Russian Business Week takes on Russia in the global economy

Russian Business Week in London School of Economics. Source: Press Photo

Russian Business Week in London School of Economics. Source: Press Photo

Investors and pundits gathered in London recently to discuss Russia’s economic development and how it will or will not be affected by the changing political climate.

The conversation at Russian Business Week, an annual event held at the London School of Economics to discuss the economic climate in Russia, was more relevant than ever this year due to the increase in political activism following the December State Duma elections.

In his opening remarks to the gathering, Stephen Dalziel, executive director of the Russo-British Chamber of Commerce, noted that most UK-based investors still view Russia as the place it was in the mid-1990s, and that this perception is encouraged by the British media, although current events show without a doubt that the situation has changed. While relations will inevitably be affected by the past, Dalziel encouraged his countrymen to take a new look at Russia.

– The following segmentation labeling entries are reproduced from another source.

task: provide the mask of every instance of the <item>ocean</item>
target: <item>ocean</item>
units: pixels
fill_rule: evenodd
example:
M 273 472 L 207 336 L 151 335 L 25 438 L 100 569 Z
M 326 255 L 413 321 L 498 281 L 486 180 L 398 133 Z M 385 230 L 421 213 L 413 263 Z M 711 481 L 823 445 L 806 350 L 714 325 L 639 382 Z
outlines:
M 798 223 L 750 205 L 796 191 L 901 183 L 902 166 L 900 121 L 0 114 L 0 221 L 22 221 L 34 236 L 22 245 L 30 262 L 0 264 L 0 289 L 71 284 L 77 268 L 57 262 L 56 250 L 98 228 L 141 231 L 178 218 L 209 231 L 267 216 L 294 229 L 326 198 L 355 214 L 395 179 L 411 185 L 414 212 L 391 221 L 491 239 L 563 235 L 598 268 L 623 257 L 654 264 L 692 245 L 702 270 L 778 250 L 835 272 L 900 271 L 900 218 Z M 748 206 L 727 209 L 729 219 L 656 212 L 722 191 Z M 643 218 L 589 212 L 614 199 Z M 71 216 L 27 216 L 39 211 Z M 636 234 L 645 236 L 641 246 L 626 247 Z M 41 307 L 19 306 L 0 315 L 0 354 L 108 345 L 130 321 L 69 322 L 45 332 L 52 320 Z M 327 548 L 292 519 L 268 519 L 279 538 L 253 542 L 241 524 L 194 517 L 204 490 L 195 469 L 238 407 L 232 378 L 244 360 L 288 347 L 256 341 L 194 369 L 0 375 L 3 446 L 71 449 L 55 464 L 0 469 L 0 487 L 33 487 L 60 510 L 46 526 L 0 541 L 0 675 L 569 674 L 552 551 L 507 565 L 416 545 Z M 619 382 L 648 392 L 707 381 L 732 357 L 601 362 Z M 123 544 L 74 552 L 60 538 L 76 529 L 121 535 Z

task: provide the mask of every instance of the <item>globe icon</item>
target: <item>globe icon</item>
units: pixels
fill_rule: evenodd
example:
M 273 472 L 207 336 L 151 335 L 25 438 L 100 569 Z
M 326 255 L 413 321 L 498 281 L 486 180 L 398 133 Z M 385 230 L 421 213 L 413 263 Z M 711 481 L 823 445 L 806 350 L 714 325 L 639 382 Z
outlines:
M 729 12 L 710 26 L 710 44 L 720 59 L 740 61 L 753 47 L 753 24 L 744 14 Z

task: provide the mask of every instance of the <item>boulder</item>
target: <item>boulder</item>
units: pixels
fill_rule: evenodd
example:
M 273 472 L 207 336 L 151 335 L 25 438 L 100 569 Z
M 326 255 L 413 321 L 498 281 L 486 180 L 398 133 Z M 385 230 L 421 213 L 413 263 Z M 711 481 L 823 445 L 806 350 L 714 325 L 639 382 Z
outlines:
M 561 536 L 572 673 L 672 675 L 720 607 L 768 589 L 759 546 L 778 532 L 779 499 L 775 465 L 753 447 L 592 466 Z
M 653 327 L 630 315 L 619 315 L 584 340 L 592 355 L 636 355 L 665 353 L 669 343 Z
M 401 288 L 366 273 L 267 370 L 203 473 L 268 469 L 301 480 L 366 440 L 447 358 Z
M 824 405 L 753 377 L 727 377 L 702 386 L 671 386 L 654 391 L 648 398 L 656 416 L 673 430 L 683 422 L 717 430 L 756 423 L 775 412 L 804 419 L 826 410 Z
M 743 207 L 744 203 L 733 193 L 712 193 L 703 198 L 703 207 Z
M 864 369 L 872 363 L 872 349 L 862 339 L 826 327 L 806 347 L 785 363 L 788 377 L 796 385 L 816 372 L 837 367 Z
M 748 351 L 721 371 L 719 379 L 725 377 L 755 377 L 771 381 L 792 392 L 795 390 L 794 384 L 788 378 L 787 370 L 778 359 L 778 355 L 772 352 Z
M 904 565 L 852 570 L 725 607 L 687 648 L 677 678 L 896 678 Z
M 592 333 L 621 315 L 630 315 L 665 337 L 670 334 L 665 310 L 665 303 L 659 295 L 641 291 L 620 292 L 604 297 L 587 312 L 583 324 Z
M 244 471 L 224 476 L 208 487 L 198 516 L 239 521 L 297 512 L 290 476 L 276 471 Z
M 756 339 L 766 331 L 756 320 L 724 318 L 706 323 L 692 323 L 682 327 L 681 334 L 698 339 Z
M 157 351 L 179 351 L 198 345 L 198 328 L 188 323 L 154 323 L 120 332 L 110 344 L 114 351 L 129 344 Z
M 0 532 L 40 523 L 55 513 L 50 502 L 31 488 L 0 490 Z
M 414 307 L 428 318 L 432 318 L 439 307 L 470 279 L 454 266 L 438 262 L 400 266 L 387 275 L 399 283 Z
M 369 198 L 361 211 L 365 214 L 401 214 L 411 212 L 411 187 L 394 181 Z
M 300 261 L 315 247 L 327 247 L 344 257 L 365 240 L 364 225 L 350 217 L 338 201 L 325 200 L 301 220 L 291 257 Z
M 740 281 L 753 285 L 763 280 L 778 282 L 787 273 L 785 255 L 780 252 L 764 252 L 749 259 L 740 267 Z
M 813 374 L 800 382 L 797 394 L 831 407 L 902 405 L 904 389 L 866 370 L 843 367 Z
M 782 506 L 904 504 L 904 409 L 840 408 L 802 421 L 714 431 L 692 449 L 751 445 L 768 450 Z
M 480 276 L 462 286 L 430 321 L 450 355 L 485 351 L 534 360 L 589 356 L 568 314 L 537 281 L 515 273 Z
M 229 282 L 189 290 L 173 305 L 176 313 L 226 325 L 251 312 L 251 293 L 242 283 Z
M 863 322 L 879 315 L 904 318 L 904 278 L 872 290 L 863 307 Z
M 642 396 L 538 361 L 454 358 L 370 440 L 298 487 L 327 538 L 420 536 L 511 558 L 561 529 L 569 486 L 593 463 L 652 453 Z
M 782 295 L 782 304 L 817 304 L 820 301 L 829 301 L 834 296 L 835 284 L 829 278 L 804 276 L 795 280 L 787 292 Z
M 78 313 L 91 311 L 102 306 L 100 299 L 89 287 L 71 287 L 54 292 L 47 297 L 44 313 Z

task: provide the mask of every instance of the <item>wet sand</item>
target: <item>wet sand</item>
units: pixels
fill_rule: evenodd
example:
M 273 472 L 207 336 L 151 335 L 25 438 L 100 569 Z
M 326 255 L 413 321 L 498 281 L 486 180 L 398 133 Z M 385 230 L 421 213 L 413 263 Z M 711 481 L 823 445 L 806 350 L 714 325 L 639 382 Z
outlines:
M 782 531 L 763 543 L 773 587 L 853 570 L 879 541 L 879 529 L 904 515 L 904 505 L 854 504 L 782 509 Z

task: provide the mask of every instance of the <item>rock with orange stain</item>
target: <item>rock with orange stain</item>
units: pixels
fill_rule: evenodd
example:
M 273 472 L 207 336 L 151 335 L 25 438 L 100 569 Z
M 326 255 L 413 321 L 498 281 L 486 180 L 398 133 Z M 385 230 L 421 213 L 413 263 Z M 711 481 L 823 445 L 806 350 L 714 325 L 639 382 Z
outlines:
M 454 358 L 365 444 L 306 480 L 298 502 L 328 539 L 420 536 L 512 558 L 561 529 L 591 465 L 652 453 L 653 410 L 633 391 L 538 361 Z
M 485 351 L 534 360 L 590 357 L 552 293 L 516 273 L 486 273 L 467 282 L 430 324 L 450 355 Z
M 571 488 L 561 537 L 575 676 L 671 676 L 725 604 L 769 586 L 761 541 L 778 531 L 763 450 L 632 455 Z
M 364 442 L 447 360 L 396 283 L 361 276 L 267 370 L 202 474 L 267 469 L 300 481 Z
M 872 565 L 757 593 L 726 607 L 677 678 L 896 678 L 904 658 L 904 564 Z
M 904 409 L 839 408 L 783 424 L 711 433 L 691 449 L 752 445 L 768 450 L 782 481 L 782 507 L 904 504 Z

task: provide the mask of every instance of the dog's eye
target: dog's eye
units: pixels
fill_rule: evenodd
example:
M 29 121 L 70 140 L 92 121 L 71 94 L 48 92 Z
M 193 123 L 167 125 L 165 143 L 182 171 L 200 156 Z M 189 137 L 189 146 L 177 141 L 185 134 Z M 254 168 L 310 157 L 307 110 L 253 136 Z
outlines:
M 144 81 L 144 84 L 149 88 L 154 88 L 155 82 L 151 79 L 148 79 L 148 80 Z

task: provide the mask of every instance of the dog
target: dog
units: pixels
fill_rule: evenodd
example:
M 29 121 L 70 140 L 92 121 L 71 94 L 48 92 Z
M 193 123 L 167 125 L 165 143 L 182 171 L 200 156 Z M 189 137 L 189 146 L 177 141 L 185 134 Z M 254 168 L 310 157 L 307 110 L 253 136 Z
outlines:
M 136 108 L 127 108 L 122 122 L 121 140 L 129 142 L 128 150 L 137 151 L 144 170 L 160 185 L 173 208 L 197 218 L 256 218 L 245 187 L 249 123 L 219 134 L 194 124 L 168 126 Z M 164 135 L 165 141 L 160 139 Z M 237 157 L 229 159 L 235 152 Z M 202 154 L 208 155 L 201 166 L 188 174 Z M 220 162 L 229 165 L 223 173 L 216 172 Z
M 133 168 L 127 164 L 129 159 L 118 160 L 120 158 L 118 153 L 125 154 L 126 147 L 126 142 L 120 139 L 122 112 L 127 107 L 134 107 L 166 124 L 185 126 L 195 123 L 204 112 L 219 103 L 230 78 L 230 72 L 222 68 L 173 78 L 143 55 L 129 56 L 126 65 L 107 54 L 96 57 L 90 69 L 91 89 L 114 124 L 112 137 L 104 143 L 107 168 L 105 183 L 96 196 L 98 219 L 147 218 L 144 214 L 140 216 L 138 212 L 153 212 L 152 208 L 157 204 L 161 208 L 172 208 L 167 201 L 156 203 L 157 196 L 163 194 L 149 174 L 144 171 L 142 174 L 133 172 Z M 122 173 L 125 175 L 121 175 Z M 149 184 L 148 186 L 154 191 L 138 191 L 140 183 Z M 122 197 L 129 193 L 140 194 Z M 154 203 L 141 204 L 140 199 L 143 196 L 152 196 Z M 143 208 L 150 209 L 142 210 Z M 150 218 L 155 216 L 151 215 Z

Sergei Sinkevich, vice president of Russia’s leading MICEX-RTS stock exchange, countered Dalziel’s comments, stating that attracting foreign investors is more a matter of infrastructure than PR. Sinkevich told participants that the stock exchange hopes to move into the ranks of the world’s top five exchanges, but the RTS has yet to complete its program to bring business practices in line with international standards, and that this must be done before it can become an attractive venue for IPOs. Sinkevich also mentioned that the exchange still has problems attracting domestic investors or encouraging them to higher-yield assets. At the moment 84.4 percent of Russian pension funds assets are concentrated in low-yield bonds due to regulatory limitations, and less than 0.7 percent of local pension funds are invested in equities. The RTS is actively involved in development of new legislation to stimulate institutional investment into the equity market.

In his comments, made after Sinkevich’s, EBRD chief economist Erik Berglof expanded on key obstacles to doing business with Russia and ways to overcome them. Along with tax rates and access to finance, one of the top obstacles according to EBRD research, is the lack of basic workforce skills among Russian employees. In other words, what universities teach is not always what the market demands. Yury Kotler, head of the Personnel Reserve Project of United Russia addressed some of these concerns later in the program when he spoke on the methods and practice of shaping the national talent pool.

Part of the conference was devoted to Russia in the global context, including a panel discussion on Russia’s WTO entry. Many panelists preferred to talk about the role of the WTO globally and its place in the context of deglobalization rather than what Russia achieved by joining, but Neil Mackinnon, a global macro strategist with VTB Capital said: “Russia did more good to its image by hosting the World Cup 2018.”

Mackinnon went on to say that Russia should no longer be referred to as an emerging economy, that it had outgrown this designation just as the global economy had moved beyond the BRIC. A new group of countries, identified as the Growth 8, made up of Brazil, China, India, Indonesia, Mexico, Russia, South Korea and Turkey will be driving the world GDP in the future.

Oleg Preksin, vice president of Association of Russian Banks, countered that an OPEC-style organization of foreign currency holders could take a bigger role in the global economy, ensuring more responsible macroeconomic policy and helping to avoid market oversensitivity.